NOTE: we currently extract **top-level** sections only, so lists or tables contained in subsections will **not** be excluded ([example](https://it.wikipedia.org/wiki/Paul_McGann#Filmografia_parziale)), since subsections are considered as textual content.
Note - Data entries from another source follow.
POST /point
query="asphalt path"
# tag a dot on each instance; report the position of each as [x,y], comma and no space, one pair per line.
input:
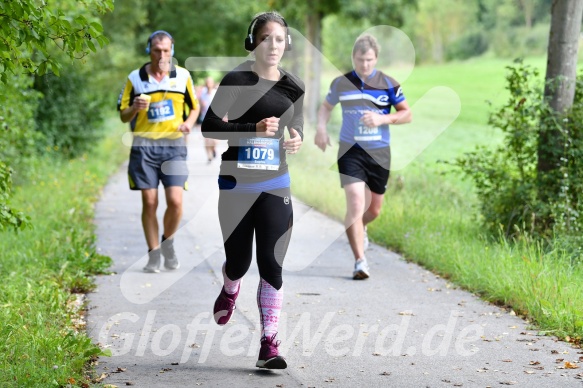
[402,327]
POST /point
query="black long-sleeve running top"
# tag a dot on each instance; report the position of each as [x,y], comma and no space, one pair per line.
[245,99]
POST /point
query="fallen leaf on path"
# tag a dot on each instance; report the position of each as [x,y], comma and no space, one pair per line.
[570,365]
[100,378]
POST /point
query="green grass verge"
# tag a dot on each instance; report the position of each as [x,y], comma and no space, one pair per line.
[430,216]
[42,343]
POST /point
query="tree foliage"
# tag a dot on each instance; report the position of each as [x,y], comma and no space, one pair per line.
[30,29]
[35,37]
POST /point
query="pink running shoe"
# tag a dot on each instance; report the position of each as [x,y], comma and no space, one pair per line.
[269,357]
[224,306]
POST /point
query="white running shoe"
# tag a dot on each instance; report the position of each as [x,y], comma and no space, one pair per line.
[366,242]
[361,270]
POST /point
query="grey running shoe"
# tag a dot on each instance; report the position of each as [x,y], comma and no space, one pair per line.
[170,260]
[366,242]
[153,261]
[361,270]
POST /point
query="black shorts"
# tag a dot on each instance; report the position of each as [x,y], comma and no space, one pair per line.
[147,157]
[372,167]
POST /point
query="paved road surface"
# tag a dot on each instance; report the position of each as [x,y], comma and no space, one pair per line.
[403,327]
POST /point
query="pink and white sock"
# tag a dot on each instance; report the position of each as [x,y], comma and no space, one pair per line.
[269,301]
[231,286]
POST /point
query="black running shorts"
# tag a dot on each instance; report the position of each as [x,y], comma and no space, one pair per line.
[372,167]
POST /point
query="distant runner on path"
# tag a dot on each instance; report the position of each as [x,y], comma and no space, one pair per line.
[364,155]
[154,101]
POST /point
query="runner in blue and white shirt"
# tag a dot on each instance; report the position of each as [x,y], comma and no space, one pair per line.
[367,96]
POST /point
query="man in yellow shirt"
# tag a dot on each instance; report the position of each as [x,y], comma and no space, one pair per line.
[159,124]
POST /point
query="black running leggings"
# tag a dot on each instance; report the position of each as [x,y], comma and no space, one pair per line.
[270,216]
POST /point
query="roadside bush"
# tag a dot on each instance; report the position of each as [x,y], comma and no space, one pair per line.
[511,193]
[70,113]
[18,103]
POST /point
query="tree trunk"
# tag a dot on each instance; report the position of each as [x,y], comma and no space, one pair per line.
[559,90]
[528,9]
[314,66]
[561,70]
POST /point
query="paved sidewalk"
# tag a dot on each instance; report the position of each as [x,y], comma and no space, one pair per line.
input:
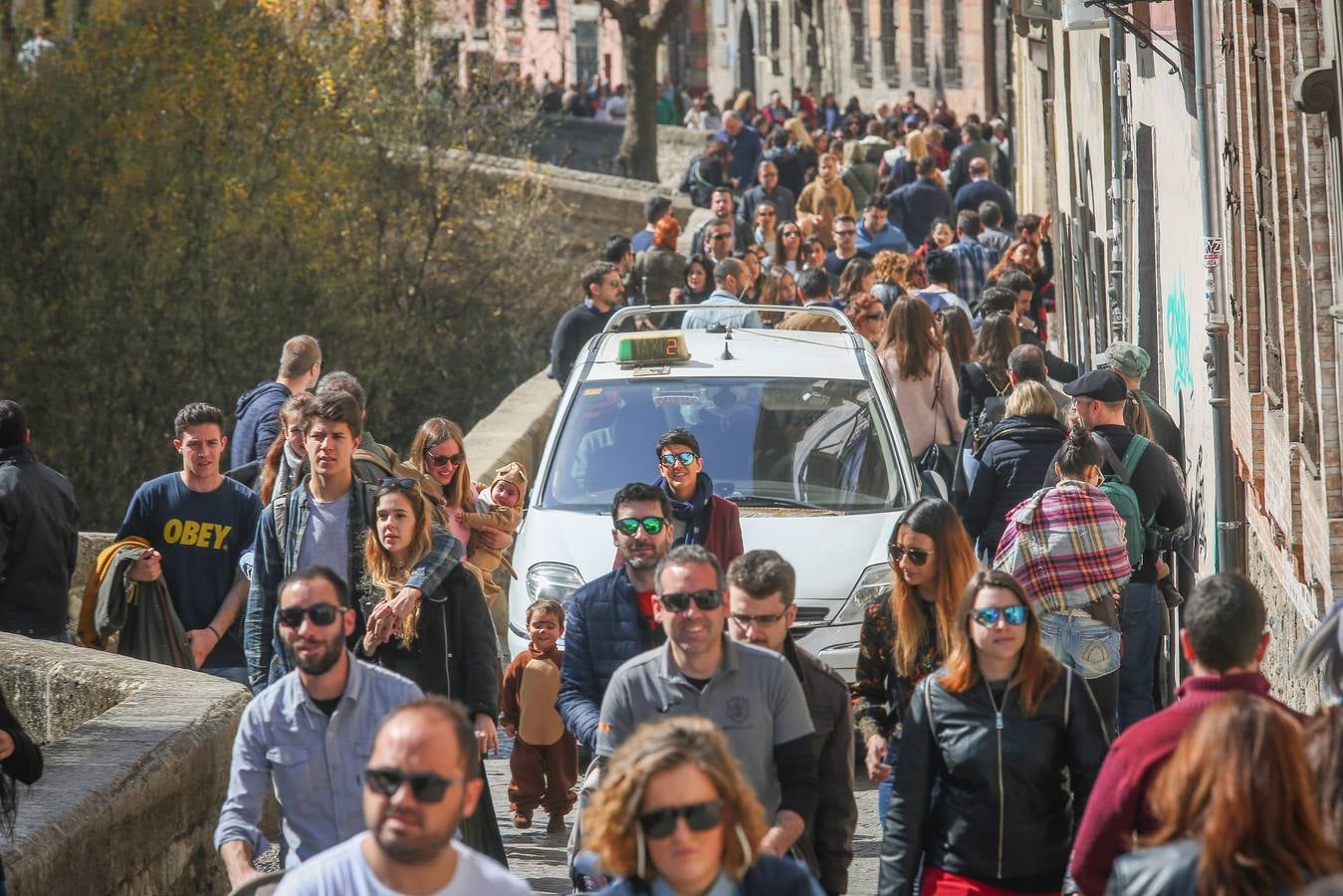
[540,860]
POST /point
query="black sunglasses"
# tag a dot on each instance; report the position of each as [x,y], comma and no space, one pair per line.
[630,526]
[397,484]
[989,617]
[439,460]
[426,787]
[687,458]
[697,815]
[680,600]
[915,555]
[322,614]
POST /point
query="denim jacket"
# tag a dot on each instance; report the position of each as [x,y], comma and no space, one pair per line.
[277,558]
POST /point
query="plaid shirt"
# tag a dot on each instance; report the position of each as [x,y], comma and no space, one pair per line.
[974,261]
[1066,547]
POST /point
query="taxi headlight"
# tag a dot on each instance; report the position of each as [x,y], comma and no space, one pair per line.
[553,580]
[873,584]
We may adjust the behavior by extracting lower-level sections, too
==Iteration 2==
Based on the note above:
- [x] exclude lists and tables appearing in subsections without text
- [x] count the amount of excluded sections
===Results===
- Snapshot: `2023-02-06`
- total rows at iteration 1: **500 M** (500,382,423)
- total rows at iteration 2: **469 M** (469,334,379)
- difference: **31 M** (31,048,044)
The following table shows the amount of unique sections per iteration per target wiki.
| **wiki** | **iteration 1** | **iteration 2** | **difference**
| arwiki| 1,871,261| 1,848,318| 22,943|
| bnwiki| 276,957| 273,280| 3,677|
| cswiki| 1,080,315| 1,057,102| 23,213|
| enwiki|15,035,011|14,730,882|304,129|
| eswiki| 3,812,674| 3,700,500|112,174|
| frwiki| 5,119,685| 4,978,695|140,990|
| idwiki| 944,783| 931,481| 13,302|
| ptwiki| 699,468| 683,154| 16,314|
| ruwiki| 3,897,698| 3,842,851| 54,847|
===Observations===
While this iteration has improved the filter, it still doesn't cover other sections with standard lists/tables that should be excluded as well, typically leading text, links, or templates.
See the following examples: [1](https://en.wikipedia.org/w/index.php?oldid=1135030799#Player_records), [2](https://pt.wikipedia.org/w/index.php?oldid=64983782#Deputados_estaduais_eleitos), [3](https://fr.wikipedia.org/w/index.php?oldid=195819049#Par_%C3%89tat), [4](https://en.wikipedia.org/w/index.php?oldid=1128988322#SH_52), [5](https://es.wikipedia.org/w/index.php?oldid=144392198#Resultados).
I propose to take them all into account by just excluding **all** sections that **contain at least one** list or table.